There are two other reasons that militate against the success of petitioners. One is
that their commencing intestate proceedings in Rizal, after they learned of the
delivery of the decedent's will to the Court of Bulacan, was in bad faith, patently
done with a view to divesting the latter court of the precedence awarded it by the
Rules. Certainly the order of priority established in Rule 73 (old Rule 75) was not
designed to convert the settlement of decedent's estates into a race between
applicants, with the administration of the properties as the price for the fleetest.
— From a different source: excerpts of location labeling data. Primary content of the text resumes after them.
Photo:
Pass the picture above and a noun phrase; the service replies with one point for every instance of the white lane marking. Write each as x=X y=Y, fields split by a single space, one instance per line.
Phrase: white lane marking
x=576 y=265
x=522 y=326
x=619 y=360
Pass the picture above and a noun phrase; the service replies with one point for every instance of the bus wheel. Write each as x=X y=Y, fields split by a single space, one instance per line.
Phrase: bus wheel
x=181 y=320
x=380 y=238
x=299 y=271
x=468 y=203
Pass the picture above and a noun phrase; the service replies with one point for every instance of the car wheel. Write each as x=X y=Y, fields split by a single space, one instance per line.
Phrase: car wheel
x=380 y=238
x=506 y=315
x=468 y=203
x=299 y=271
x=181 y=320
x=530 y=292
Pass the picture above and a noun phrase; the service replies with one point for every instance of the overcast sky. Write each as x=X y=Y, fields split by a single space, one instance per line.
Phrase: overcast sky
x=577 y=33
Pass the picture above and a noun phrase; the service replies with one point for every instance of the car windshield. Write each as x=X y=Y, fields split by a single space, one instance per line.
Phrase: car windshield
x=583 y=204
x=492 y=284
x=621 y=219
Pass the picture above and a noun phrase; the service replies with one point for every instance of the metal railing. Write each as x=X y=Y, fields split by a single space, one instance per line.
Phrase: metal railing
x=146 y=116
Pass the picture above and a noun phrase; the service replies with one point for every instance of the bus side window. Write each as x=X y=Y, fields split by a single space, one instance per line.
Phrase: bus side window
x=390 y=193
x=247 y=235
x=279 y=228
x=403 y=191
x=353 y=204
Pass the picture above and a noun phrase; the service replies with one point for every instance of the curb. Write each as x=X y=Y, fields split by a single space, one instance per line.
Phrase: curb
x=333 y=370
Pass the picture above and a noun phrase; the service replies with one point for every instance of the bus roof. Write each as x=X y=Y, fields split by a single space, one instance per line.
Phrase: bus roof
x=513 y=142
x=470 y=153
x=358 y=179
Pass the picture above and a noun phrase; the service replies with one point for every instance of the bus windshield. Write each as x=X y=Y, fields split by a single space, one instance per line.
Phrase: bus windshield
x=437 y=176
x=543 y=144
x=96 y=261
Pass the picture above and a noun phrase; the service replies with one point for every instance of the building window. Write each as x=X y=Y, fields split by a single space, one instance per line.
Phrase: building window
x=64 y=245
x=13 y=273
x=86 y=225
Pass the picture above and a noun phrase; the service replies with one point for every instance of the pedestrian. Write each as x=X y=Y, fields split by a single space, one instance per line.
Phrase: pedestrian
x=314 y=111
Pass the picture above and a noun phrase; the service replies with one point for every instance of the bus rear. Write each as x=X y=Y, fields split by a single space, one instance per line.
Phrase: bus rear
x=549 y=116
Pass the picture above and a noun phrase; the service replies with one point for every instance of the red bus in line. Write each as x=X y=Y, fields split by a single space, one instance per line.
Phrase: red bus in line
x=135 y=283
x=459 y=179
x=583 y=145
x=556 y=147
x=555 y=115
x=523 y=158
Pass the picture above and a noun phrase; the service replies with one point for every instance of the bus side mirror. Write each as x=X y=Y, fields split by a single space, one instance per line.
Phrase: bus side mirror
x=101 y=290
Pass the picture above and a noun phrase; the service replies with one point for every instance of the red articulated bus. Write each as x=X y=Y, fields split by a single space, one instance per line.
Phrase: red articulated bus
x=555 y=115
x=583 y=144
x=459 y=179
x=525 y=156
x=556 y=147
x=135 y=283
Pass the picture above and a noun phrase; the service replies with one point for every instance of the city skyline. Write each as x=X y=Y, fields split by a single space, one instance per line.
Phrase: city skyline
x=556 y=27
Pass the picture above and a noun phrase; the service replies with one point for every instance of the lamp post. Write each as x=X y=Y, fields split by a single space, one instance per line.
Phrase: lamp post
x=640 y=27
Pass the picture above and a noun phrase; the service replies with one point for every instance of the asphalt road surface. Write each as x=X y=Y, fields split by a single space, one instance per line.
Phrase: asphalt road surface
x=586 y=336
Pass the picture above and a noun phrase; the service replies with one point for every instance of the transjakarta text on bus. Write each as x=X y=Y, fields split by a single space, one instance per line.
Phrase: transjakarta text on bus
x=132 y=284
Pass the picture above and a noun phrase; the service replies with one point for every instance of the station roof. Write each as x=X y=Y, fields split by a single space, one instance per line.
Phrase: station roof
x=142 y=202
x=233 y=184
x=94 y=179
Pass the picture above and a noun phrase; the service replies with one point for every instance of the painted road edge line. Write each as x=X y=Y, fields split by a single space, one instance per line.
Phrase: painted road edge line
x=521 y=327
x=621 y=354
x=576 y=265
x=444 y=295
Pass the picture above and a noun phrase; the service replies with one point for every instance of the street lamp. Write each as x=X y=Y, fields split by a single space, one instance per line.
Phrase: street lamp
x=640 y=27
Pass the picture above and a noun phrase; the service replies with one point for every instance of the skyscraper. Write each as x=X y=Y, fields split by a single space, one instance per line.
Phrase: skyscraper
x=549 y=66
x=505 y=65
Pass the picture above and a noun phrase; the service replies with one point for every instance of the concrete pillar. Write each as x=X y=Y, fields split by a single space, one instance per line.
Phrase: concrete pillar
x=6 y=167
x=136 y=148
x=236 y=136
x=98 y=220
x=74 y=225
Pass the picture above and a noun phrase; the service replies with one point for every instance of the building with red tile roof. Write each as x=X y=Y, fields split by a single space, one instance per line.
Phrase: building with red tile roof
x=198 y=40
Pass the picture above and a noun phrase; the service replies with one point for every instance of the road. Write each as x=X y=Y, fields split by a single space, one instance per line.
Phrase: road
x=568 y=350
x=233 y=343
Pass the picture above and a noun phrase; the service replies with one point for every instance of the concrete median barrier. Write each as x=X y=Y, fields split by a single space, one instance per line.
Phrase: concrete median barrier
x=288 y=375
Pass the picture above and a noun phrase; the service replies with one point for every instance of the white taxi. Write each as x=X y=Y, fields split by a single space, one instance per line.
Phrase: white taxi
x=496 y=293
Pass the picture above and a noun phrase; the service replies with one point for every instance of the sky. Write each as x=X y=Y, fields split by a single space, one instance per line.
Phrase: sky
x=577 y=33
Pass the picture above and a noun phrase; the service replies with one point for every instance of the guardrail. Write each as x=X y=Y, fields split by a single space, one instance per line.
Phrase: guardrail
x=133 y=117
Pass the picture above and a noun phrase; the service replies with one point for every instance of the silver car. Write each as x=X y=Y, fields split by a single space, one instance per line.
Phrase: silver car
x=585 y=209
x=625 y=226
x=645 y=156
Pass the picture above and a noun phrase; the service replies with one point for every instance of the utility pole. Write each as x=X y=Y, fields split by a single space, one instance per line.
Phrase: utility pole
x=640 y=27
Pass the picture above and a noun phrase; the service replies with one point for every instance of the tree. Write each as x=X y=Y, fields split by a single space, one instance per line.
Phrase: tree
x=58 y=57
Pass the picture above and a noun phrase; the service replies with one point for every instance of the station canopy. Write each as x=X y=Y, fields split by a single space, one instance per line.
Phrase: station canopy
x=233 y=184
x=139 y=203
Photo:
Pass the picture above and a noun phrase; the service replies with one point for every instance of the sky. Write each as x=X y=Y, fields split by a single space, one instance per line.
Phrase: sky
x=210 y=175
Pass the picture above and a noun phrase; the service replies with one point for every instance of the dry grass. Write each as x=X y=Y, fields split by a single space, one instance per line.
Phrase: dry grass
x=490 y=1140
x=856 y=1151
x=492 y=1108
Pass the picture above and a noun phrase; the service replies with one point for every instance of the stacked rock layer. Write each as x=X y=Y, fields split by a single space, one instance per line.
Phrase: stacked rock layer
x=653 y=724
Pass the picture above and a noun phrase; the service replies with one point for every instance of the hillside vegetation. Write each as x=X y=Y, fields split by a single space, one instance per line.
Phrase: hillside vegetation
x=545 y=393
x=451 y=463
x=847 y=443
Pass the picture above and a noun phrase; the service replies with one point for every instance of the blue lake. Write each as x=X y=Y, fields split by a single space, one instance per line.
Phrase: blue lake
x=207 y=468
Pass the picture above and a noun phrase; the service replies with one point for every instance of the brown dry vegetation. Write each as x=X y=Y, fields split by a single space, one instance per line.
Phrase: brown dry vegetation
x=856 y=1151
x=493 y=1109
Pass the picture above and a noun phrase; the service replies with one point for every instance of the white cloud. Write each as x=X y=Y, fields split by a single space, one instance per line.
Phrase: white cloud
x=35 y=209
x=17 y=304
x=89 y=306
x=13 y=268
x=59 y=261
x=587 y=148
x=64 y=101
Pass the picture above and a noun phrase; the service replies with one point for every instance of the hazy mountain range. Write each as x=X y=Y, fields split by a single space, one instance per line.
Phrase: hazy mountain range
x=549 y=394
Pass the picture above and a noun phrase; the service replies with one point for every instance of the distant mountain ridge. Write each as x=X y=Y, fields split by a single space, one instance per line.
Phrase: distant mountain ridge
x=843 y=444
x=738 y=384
The other reason is that, in our system of civil law, intestate succession is only
subsidiary or subordinate to the testate, since intestacy only takes place in the
absence of a valid operative will. Says Article 960 of the Civil Code of the
Philippines:

ART. 960. Legal or intestate succession takes place:

(1) If a person dies without a will, or with a void will, or one which has subsequently
lost its validity;

(2) When the will does not institute an heir to, or dispose of all the property
belonging to the testator. In such case, legal succession shall take place only with
respect to the property in which the testator has not disposed;

(3) If the suspensive condition attached to the institution of heir does not happen or
is not fulfilled, or if the heir dies before the testator, or repudiates the inheritance,
there being no substitution, and no right of accretion takes place;

(4) When the heir instituted is incapable of succeeding, except in cases provided in
this Code.

Therefore, as ruled in Castro, et al. vs. Martinez, 10 Phil. 307, "only after final
decision as to the nullity of testate succession could an intestate succession be
instituted in the form of pre-established action". The institution of intestacy
proceedings in Rizal may not thus proceed while the probate of the purported will of
Father Rodriguez is pending.

We rule that the Bulacan Court of First Instance was entitled to priority in the
settlement of the estate in question, and that in refusing to dismiss the probate.
proceedings, said court did not commit any abuse of discretion. It is the proceedings
in the Rizal Court that should be discontinued.

Wherefore, the writ of certiorari applied for is denied. Costs against petitioners
Rodriguez.

Concepcion, C.J., Barrera, Dizon, Regala, Makalintal, Bengzon, J.P., Zaldivar and
Sanchez, JJ., concur.

Footnotes

1Now section 44, subpar. (e) of the Judiciary Act (R.A. No. 296).